Akibat perubahan iklim tersebut, Balitbang Pertanian memprediksi, luas pertanaman padi yang terkena kekeringan selama periode 2015-2016 untuk musim tanam (MT) Oktober-Maret sekitar 67.212 ha dan April-Juli seluas 14.245 ha. Sedangkan, potensi lahan padi yang terkena banjir di seluruh Indonesia seluas 182.102 ha. Daerah terluas yakni Jawa Barat 42.580 ha, lalu Aceh 32.580 ha, Jawa Tengah 27.767 ha, Jawa Timur 22.112 ha dan Sulawesi Selatan 8.611 ha.
Kepala Badan Meteorologi, Klimatologi dan Geofisika (BMKG), Andi E. Sakya juga mengingatkan, dampak negatif perubahan dan pergeseran iklim adalah terjadinya kekeringan berkepanjangan dan bertambahnya wilayah rentan. Frekwensi bencana hidro-meteorologis di Indonesia juga akan makin mendominasi jenis bencana yang terjadi. “Secara sektoral, terutama pertanian akan berpengaruh pada pola tanam, ketahanan pangan yang kemudian berpengaruh pada ketahanan nasional,” ujarnya.

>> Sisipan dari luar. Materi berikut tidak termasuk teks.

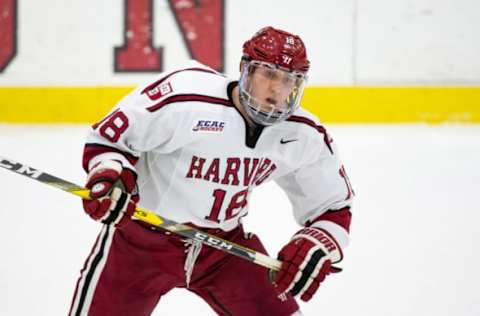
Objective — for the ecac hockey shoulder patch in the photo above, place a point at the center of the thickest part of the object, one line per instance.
(208, 126)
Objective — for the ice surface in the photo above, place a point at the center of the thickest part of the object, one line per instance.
(414, 234)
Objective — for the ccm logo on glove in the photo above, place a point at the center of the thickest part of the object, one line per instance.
(113, 193)
(307, 260)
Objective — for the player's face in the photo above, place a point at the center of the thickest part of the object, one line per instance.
(269, 94)
(272, 87)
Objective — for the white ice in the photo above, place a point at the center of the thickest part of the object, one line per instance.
(414, 233)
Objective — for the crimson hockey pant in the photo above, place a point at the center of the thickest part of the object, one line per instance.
(129, 269)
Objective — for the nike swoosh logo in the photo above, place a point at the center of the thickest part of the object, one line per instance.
(282, 141)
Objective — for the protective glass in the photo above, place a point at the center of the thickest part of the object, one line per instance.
(269, 93)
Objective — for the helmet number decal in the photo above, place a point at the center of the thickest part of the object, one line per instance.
(286, 59)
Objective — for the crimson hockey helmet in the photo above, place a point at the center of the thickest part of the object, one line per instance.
(277, 47)
(273, 75)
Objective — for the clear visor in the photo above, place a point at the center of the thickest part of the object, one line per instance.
(270, 94)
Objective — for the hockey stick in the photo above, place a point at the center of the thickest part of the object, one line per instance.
(149, 217)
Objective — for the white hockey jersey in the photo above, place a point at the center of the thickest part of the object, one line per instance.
(197, 163)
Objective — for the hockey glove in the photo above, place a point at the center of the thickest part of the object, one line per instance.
(113, 193)
(307, 260)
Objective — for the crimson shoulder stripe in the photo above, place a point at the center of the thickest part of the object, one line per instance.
(158, 82)
(319, 128)
(92, 150)
(189, 98)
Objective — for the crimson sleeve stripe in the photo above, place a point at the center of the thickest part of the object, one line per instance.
(189, 98)
(92, 150)
(319, 128)
(342, 217)
(156, 83)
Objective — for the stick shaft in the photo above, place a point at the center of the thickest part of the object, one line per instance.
(147, 216)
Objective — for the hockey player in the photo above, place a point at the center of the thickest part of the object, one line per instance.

Namun kondisi anomali iklim yang terjadi saat ini tidak dipahami petani. Akibatnya, petani gagal mengantisipasi kekeringan dan banjir, sehingga terjadi gagal panen yang berujung pada kerugian petani meningkat. Untuk membantu petani mengantisipasi perubahan iklim, BMKG memberikan pelatihan Sekolah Lapang Iklim (SLI) Mengadaptasi.
“Dengan pelatihan ini kami berharap petani dapat mengantisipasi perubahan dan variabilitas iklim lokal,” katanya. Kegiatannya adalah mengamati, menghubungkan menganalisis, menyimpulkan dan menerapkan.